Transactional leadership is no less important that transformational leadership. We need both. Joseph Nye, Good Leaders Don’t Always Need a Vision:
Two centuries ago the newly independent American colonists had a transformational leader in George Washington. Then, they invented a different type of leadership when James Madison and other transactional leaders negotiated the US constitution. Madison’s solution to the problem of conflict and faction was not to try to convert everyone to a common cause but to overcome division by creating an institutional framework in which ambition countered ambition and faction countered faction. Separation of powers, checks and balances, and a decentralised federal system placed the emphasis on laws more than leaders. Even when a group cannot agree on its ultimate ends, its members may be able to agree on means that create diversity without destroying the group. In such circumstances, transactional leadership may be better than efforts at transformational leadership.

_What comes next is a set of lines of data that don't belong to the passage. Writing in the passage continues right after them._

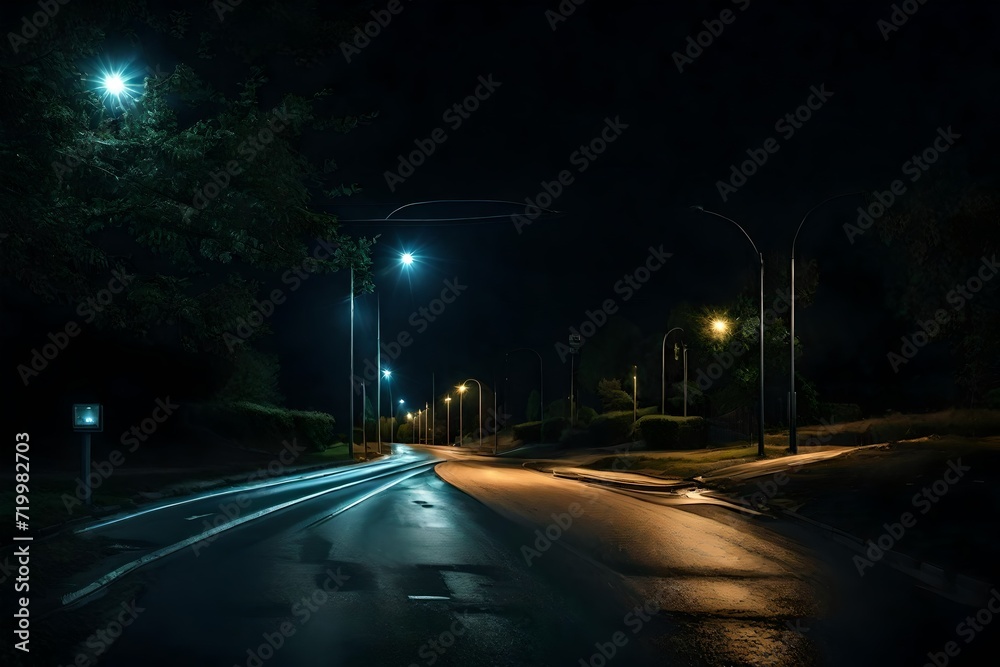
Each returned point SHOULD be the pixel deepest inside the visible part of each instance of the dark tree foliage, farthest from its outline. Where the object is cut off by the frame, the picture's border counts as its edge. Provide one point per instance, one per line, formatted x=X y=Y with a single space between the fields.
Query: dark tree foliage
x=947 y=232
x=183 y=190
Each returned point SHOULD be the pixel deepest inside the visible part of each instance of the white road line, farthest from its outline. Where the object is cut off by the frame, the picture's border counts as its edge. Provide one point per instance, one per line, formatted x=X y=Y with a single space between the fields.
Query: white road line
x=229 y=490
x=173 y=548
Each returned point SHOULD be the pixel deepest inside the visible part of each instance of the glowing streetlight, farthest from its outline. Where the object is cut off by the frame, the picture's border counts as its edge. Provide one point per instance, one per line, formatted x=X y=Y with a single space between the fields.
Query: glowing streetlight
x=461 y=394
x=480 y=407
x=635 y=392
x=447 y=401
x=114 y=85
x=760 y=373
x=386 y=375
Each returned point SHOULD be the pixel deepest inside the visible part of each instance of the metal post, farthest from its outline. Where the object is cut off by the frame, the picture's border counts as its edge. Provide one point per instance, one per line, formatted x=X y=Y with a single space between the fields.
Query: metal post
x=793 y=444
x=685 y=377
x=663 y=375
x=572 y=373
x=85 y=460
x=760 y=423
x=635 y=391
x=350 y=423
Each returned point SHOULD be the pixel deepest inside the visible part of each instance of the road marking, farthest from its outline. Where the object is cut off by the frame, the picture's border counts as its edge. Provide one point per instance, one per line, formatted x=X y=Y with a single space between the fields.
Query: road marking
x=234 y=489
x=428 y=597
x=173 y=548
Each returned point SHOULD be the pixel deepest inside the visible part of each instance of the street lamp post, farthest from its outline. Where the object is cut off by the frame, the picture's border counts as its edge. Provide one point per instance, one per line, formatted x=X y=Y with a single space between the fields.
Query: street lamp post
x=635 y=393
x=447 y=402
x=663 y=373
x=378 y=364
x=541 y=386
x=760 y=400
x=793 y=444
x=461 y=409
x=392 y=420
x=364 y=431
x=386 y=375
x=351 y=421
x=480 y=409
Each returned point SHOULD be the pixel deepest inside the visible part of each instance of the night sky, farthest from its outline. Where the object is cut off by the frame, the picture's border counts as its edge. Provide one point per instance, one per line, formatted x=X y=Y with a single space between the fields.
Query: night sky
x=558 y=85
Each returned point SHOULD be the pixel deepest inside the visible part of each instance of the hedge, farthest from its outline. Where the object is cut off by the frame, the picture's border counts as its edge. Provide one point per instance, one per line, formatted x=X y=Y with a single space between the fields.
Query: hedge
x=611 y=428
x=670 y=432
x=532 y=432
x=263 y=424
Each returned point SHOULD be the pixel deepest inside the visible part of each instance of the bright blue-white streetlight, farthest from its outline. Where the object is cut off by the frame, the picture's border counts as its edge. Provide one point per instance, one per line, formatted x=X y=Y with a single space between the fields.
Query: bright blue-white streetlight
x=115 y=85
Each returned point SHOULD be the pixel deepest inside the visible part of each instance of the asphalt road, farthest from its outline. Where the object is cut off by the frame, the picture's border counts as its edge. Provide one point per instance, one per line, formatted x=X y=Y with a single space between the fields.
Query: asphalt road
x=415 y=572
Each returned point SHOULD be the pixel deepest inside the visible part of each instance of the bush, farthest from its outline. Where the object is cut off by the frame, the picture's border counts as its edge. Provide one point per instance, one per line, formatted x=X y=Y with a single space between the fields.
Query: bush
x=611 y=428
x=532 y=432
x=669 y=432
x=265 y=425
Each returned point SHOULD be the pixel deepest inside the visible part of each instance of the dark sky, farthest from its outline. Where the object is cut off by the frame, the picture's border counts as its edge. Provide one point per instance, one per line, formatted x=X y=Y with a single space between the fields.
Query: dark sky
x=889 y=95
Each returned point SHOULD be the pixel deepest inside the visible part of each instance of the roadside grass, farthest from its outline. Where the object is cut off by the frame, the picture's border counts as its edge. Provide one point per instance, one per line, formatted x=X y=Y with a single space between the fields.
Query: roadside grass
x=863 y=490
x=895 y=427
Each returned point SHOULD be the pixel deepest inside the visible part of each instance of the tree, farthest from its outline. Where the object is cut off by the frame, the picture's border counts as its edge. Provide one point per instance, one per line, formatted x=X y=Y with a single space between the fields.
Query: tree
x=183 y=195
x=612 y=396
x=254 y=378
x=947 y=231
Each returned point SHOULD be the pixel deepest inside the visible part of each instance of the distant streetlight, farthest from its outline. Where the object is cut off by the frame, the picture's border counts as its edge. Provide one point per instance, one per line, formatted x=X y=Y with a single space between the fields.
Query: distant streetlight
x=793 y=444
x=635 y=386
x=760 y=256
x=480 y=409
x=386 y=375
x=114 y=85
x=447 y=402
x=663 y=371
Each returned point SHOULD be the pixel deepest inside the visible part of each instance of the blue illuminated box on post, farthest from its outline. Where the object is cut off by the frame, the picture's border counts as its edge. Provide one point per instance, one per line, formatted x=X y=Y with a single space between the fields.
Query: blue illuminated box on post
x=88 y=417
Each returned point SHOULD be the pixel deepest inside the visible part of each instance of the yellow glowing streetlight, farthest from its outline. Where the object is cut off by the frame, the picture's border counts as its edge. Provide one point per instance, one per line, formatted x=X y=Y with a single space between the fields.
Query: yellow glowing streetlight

One of the key tasks for leaders is the creation, maintenance or change of institutions. Madisonian government was not designed for efficiency. Law is often called “the wise restraints that make men free” but sometimes laws must be changed or broken, as the civil rights movement of the 1960s demonstrated. On an everyday level, whistleblowers can play a disruptive but useful role in large bureaucracies, and a smart leader will find ways to channel their information into institutions such as an ombudsman. An inspirational leader who ignores institutions must consider the long-term ethical consequences as well as the immediate gains for the group.
Lewis R. Gordon, Trump Loyalists Want to Uphold a Long American Tradition: White License:
Want a democratic republic? Inaugurate a systematic overhaul of institutions that are premised upon disenfranchising whole groups of people, and radicalize voting and access to other forms of political participation for all.
Said change would be transactional leadership as well as transformational leadership.
On the Media, Why Appeasement Won’t Work This Time Around [Ed.: Appeasement has never worked. There’s no reason to believe it will work now either.]
If historic parallels about white resentment and violence are useful for understanding Trumpism and other contemporary expressions of white supremacy, they may also help us to figure out what to do — or not to do — next. We can start with the contested election of 1876, when Southern democrats — then the party of slavery — alleged fraud in the election of Rutherford B. Hayes. Hayes and his Republican Party, meanwhile, alleged massive voter suppression of southern blacks.
On Wednesday night, in his attempt to delay certification of Biden’s election victory, Texas Senator Ted Cruz asked: why not do what his 19th century predecessors did? Back then, white southerners called it “redemption.” To Kimberlé Williams Crenshaw, founder and executive director of the African American Policy Forum, it was a catastrophe of appeasement and an object lesson in the politics of reconciliation.
Nye is right. Gordon is right. Crenshaw is right. Our challenge is to square that circle.